United States President-elect Joe Biden is considering former Federal Reserve Chair Janet Yellen to join his Cabinet as Treasury Secretary, Bloomberg said in a report citing people familiar with the matter.
Biden’s transition team had already been working on candidates to head federal departments and agencies in the new administration before the election was called in his favour and has named veteran Democratic aide Ron Klain as his future White House Chief of Staff.
Yellen recently backed away from a speaking engagement due to her being considered for the role, the report said. She joins a shortlist that includes Federal Reserve Governor Lael Brainard and former Federal Reserve Vice Chair Roger Ferguson.
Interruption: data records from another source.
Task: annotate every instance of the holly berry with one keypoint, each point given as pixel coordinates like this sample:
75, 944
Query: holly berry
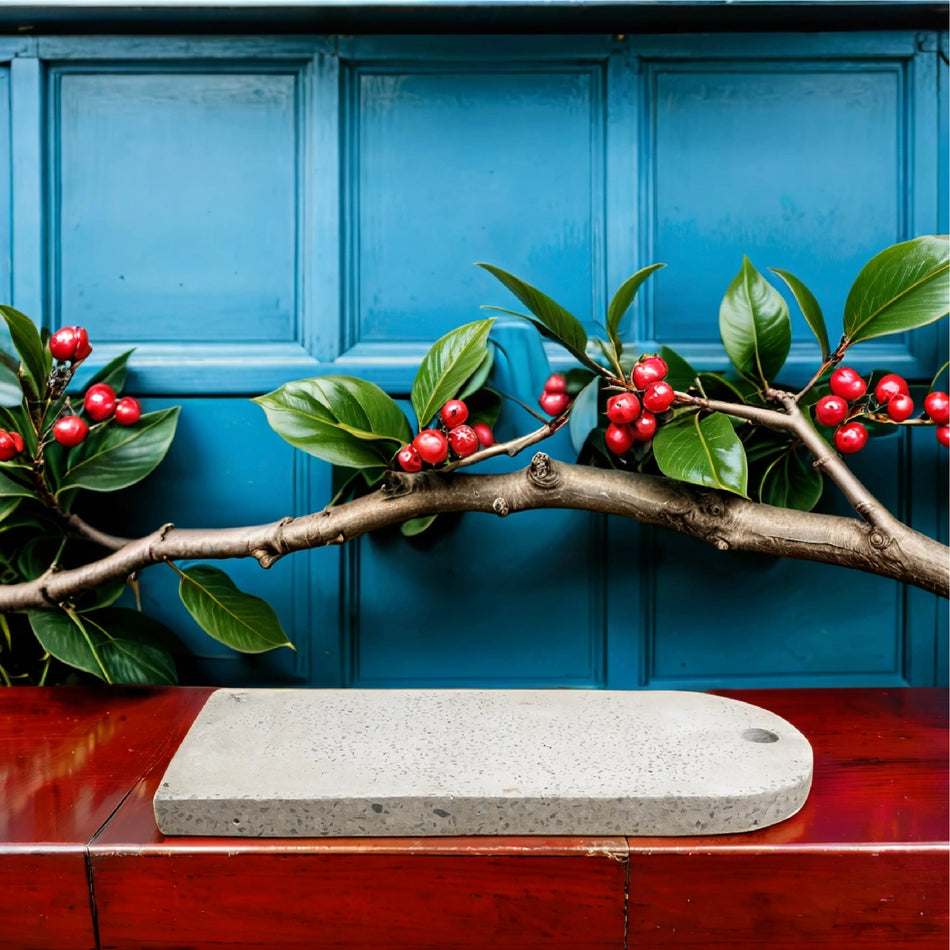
128, 411
659, 396
408, 458
851, 438
70, 431
454, 413
619, 438
99, 402
70, 343
7, 446
846, 383
890, 386
900, 407
644, 427
831, 410
463, 440
554, 403
623, 408
485, 435
937, 405
432, 446
648, 370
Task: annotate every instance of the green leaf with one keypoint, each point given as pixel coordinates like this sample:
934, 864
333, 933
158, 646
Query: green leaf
903, 287
114, 456
583, 416
340, 419
479, 378
811, 309
35, 358
754, 325
447, 366
702, 451
241, 621
415, 526
622, 300
562, 325
113, 373
791, 481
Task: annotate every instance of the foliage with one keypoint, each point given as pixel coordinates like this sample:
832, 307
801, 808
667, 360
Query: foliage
720, 431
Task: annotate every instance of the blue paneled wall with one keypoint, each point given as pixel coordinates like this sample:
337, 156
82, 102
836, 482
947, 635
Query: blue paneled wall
250, 210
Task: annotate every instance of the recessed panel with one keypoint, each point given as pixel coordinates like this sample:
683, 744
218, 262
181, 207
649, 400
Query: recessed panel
176, 205
800, 168
455, 167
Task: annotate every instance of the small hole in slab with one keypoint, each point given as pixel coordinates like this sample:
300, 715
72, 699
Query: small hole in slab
759, 735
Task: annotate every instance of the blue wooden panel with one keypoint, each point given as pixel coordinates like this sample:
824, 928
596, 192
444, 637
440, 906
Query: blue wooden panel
176, 204
453, 164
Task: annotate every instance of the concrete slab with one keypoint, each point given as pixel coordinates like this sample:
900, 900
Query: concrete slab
277, 763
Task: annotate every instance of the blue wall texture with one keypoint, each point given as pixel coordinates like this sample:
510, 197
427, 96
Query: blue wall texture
250, 210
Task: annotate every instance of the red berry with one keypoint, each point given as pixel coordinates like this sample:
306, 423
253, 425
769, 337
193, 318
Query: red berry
644, 427
432, 446
937, 405
70, 431
7, 446
889, 386
99, 402
554, 403
485, 435
850, 438
409, 459
463, 440
623, 408
659, 396
619, 438
847, 384
831, 410
648, 370
454, 413
128, 411
900, 407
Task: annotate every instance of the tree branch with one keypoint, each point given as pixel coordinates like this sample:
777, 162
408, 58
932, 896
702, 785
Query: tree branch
726, 521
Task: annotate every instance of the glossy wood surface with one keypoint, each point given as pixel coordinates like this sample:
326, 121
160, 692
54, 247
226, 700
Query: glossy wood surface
864, 862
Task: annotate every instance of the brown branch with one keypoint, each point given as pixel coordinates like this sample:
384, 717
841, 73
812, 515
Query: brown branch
726, 521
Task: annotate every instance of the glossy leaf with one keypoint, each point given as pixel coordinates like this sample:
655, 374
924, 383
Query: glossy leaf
791, 481
447, 366
241, 621
35, 358
702, 451
583, 416
810, 308
114, 456
754, 325
340, 419
560, 323
622, 300
903, 287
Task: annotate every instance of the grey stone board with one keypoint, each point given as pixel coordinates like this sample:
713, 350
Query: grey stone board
342, 762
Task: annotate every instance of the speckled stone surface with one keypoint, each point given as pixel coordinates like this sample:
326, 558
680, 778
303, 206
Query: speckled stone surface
276, 763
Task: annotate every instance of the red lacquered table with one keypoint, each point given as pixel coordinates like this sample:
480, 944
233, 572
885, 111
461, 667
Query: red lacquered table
82, 865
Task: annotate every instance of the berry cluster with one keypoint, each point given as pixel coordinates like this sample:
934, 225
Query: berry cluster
432, 446
632, 414
891, 396
554, 400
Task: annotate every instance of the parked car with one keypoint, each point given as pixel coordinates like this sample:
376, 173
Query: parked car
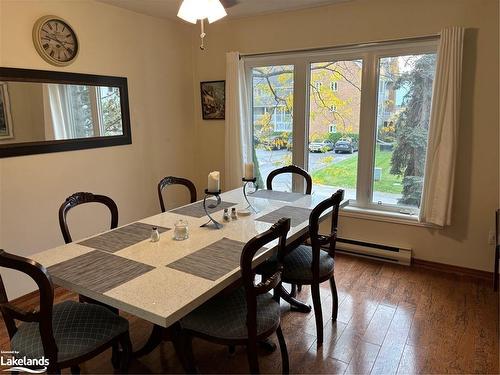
323, 146
277, 142
348, 145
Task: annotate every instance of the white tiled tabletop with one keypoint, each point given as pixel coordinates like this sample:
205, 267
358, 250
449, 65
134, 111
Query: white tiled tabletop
164, 295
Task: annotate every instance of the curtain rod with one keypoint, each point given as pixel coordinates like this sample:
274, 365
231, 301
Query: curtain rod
343, 46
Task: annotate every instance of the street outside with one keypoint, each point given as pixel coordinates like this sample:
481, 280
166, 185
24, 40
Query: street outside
270, 160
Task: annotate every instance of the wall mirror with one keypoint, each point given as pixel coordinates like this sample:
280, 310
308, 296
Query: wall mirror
45, 111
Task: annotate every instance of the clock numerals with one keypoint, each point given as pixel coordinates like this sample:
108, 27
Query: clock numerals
56, 40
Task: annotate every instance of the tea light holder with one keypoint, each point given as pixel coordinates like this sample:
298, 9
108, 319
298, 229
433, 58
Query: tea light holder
211, 222
247, 181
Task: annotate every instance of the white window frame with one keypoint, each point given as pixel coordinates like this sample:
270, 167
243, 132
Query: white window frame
370, 56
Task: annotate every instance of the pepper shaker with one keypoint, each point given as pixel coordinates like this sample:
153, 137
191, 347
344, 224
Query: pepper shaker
155, 235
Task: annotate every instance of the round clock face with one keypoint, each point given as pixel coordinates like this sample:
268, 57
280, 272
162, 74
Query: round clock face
55, 40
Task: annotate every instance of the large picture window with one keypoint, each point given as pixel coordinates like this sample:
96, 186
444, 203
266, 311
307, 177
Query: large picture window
361, 120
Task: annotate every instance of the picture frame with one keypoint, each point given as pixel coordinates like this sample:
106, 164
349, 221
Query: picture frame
213, 100
5, 113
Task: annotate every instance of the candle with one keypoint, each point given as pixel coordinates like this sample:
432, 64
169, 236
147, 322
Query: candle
249, 171
213, 182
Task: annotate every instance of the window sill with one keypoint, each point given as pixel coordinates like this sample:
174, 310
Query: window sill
385, 216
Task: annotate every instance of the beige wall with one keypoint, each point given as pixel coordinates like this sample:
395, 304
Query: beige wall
476, 193
155, 56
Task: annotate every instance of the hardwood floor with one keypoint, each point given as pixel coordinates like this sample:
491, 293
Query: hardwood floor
392, 319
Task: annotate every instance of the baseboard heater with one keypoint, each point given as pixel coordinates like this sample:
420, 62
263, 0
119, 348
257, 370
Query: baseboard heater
374, 251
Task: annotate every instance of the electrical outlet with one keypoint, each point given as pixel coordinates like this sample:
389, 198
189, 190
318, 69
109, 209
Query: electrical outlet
491, 238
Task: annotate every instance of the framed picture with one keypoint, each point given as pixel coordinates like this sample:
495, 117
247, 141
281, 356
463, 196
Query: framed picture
213, 100
5, 116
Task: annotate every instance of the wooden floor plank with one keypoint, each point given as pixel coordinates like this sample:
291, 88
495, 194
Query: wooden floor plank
390, 353
392, 319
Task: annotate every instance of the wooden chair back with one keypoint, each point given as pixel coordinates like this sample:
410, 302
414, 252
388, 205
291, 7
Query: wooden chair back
43, 316
171, 180
290, 169
82, 198
317, 240
279, 231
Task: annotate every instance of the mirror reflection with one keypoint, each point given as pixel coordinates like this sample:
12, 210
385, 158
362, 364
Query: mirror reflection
34, 112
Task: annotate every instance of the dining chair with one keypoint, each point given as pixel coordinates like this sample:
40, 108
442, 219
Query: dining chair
67, 333
246, 315
290, 169
312, 265
77, 199
171, 180
293, 169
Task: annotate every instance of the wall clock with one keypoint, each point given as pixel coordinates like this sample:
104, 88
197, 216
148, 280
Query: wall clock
55, 40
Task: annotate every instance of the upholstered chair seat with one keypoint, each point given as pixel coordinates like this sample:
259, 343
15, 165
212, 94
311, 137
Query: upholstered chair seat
297, 265
225, 316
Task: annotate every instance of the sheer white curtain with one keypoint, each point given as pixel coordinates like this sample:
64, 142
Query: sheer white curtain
238, 132
60, 122
443, 133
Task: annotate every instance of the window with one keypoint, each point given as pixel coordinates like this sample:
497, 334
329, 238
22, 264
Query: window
337, 168
403, 111
272, 108
377, 125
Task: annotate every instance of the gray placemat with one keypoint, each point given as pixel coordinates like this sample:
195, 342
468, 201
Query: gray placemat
196, 209
277, 195
213, 261
297, 214
98, 271
121, 238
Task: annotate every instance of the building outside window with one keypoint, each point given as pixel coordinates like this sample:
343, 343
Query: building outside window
391, 115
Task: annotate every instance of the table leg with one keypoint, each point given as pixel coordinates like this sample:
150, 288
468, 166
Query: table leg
154, 340
294, 303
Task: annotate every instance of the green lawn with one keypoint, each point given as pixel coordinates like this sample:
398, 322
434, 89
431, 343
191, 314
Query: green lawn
343, 174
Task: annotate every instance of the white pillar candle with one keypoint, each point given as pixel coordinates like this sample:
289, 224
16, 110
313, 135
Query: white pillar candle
213, 182
249, 171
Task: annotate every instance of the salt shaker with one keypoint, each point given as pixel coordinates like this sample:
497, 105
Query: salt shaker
155, 235
181, 230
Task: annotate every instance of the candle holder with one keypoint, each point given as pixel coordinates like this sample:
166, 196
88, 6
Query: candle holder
245, 194
211, 222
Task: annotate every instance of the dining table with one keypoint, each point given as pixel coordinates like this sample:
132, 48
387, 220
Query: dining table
163, 281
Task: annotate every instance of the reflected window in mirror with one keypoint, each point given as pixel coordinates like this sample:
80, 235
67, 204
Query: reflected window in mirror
43, 111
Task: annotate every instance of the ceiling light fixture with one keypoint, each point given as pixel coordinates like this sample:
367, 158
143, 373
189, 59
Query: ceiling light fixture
194, 10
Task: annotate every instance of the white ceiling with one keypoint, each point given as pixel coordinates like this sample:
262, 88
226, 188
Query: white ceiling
244, 8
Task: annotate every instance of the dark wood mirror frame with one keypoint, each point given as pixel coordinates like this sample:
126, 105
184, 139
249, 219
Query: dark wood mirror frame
44, 76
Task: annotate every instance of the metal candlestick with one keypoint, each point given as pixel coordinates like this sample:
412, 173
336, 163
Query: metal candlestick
245, 194
211, 221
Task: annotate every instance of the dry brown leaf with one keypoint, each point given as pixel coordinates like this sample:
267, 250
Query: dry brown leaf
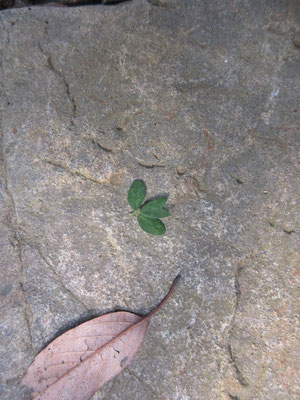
76, 364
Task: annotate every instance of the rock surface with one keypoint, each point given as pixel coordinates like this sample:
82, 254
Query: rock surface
201, 100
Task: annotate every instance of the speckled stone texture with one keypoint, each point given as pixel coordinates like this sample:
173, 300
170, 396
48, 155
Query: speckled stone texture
201, 100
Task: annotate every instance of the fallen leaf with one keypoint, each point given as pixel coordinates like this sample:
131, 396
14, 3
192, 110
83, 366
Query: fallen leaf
76, 364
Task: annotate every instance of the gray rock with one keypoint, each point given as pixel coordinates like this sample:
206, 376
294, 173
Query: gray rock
199, 99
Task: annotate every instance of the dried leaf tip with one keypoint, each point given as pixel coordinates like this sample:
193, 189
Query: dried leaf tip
166, 298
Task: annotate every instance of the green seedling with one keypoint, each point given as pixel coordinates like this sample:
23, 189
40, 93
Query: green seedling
147, 214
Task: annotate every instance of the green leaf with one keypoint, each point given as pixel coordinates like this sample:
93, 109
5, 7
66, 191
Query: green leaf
136, 194
151, 210
158, 202
151, 225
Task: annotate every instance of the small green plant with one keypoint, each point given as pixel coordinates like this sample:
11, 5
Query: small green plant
148, 214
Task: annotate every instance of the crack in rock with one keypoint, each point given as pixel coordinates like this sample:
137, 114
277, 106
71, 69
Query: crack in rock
59, 280
240, 377
75, 172
62, 77
17, 245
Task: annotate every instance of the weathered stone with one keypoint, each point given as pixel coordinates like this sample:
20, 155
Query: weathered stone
200, 100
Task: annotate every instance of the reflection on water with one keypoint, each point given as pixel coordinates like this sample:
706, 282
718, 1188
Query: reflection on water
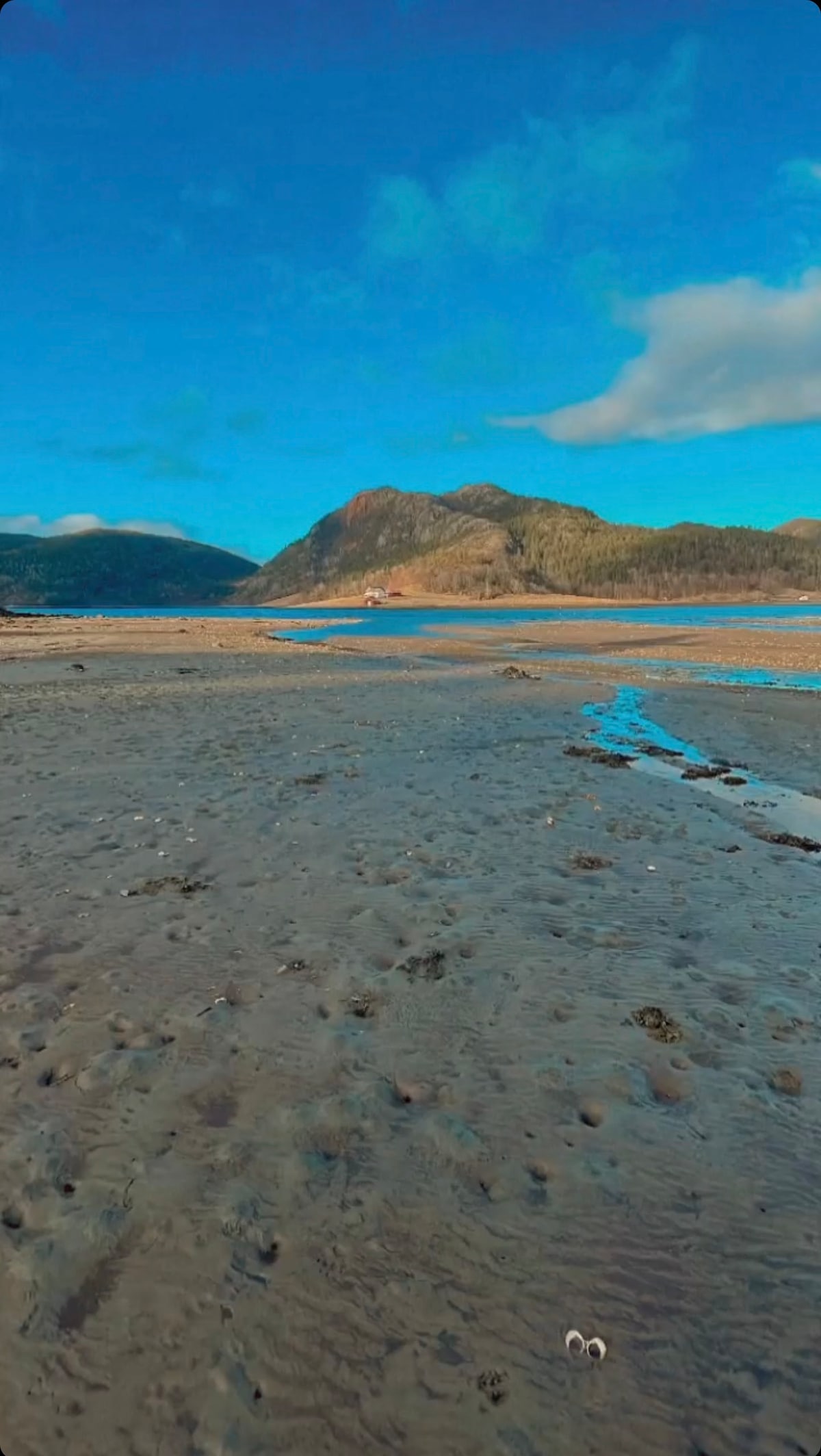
417, 622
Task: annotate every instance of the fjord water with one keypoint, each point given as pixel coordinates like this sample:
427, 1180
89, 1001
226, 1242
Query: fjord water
409, 622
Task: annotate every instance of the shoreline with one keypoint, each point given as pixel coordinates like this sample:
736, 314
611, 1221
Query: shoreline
595, 647
339, 995
539, 601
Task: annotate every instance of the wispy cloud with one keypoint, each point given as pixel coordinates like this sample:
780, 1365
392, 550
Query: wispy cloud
85, 521
49, 9
248, 421
482, 359
504, 200
801, 177
716, 359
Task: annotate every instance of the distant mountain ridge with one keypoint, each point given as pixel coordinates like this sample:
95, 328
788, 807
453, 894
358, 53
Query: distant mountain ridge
485, 542
475, 542
804, 528
116, 570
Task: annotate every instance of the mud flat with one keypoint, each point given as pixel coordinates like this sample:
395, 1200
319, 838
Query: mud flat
357, 1041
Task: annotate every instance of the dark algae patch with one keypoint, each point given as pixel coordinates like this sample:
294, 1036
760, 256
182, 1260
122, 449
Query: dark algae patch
810, 846
175, 884
658, 1024
605, 756
96, 1288
583, 861
427, 967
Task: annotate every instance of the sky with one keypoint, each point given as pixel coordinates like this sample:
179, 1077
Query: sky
257, 258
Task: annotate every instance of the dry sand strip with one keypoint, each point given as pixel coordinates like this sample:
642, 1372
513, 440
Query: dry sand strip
725, 647
63, 637
791, 651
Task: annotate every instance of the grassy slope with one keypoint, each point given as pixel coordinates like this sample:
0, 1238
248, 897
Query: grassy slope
117, 568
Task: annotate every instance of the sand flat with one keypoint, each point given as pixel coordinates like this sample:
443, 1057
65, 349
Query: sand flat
324, 1108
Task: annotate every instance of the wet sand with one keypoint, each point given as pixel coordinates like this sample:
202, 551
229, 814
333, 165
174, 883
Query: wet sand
785, 651
794, 651
324, 1108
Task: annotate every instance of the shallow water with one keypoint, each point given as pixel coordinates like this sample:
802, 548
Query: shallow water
418, 622
276, 1184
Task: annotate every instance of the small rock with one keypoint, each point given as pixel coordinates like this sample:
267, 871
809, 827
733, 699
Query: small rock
787, 1081
591, 1113
667, 1085
494, 1385
540, 1171
236, 995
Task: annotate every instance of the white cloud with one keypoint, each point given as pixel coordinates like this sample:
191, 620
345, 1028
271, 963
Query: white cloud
85, 521
801, 177
50, 9
718, 359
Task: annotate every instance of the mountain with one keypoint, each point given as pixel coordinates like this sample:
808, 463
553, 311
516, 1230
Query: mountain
805, 529
116, 570
485, 542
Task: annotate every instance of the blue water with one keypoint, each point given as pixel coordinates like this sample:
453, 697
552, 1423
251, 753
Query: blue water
711, 673
418, 622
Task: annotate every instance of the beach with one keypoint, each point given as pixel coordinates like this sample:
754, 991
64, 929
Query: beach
333, 1087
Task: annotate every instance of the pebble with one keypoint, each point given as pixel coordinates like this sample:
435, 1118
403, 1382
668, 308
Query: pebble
591, 1113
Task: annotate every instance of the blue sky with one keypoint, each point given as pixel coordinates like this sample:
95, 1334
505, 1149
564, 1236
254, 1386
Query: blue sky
257, 258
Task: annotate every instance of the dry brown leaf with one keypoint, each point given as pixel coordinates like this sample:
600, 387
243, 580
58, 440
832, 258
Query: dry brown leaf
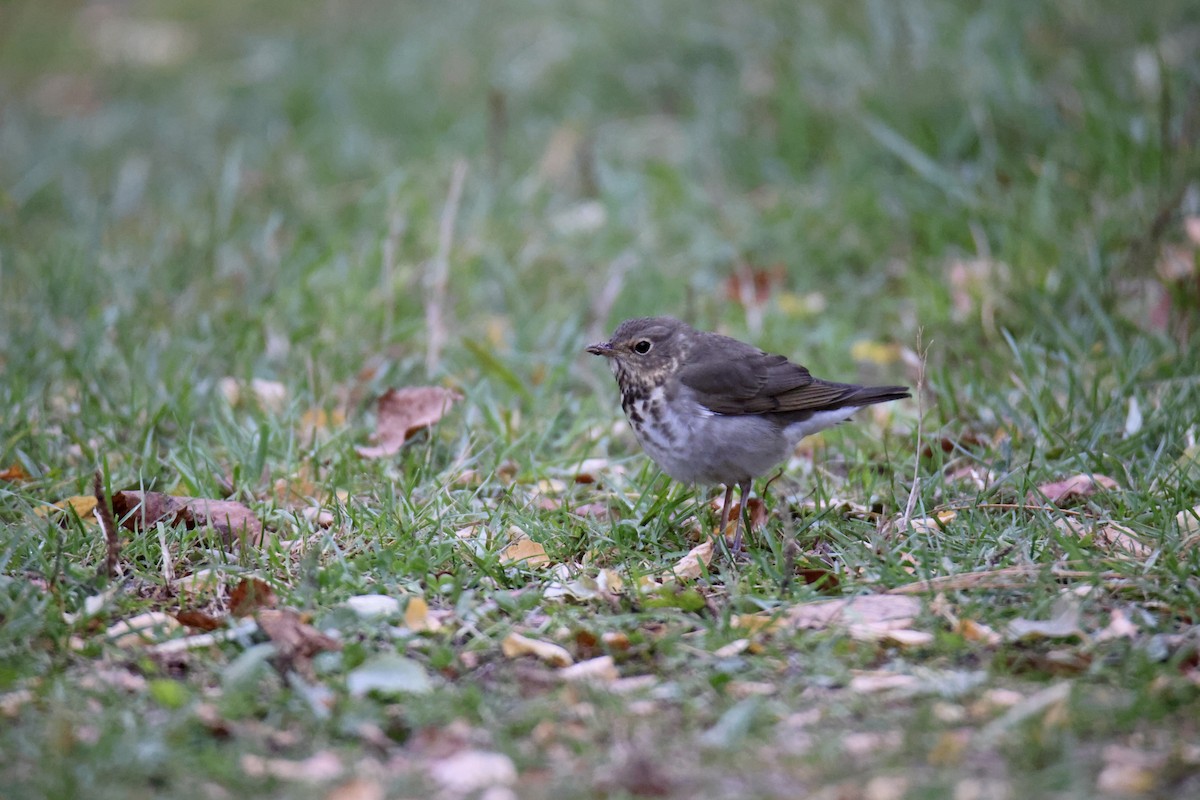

The Brookings Institution economist became the nation’s first female Chair of the Federal Reserve in February 2014 when she replaced the outgoing Ben Bernanke. She served in the position until February 2018, when she was replaced by President Donald Trump’s appointee Jerome Powell.
Yellen would make history again if she is nominated and confirmed for the new role, which would see her become the first woman to serve as Treasury Secretary in U.S. history.
A distinguished fellow in residence at prominent Washington think tank, Brookings Institution, Yellen is part of a circle of advisors that have consulted with President-elect Biden on the state of the economy. She is a strong proponent of taxation on carbon emissions and supports additional stimulus measures to aid the current U.S. economic recovery.
Asked about the unconfirmed reports she’s in the running to become the next Treasury Secretary on Monday, Yellen gave little away. “I don’t have anything for you on that I’m sorry,” she said at the ongoing Bloomberg New Economy Forum but offered support for policies espoused by President-elect Biden.
Before news of Yellen’s consideration for the top job surfaced, reports indicated Senator Elizabeth Warren was being discussed as possible Treasury Secretary. But the fiercely progressive Democrat, who favours tighter regulation of the financial sector and big tech firms, will most likely not be approved by the Republican-dominated Senate.
Progressives have however argued that the Republican win in the November Senate elections should not limit Biden’s agenda or cabinet selections, noting that Democrats could win back control of the upper house if they claim victory in two run-off votes in Georgia in January.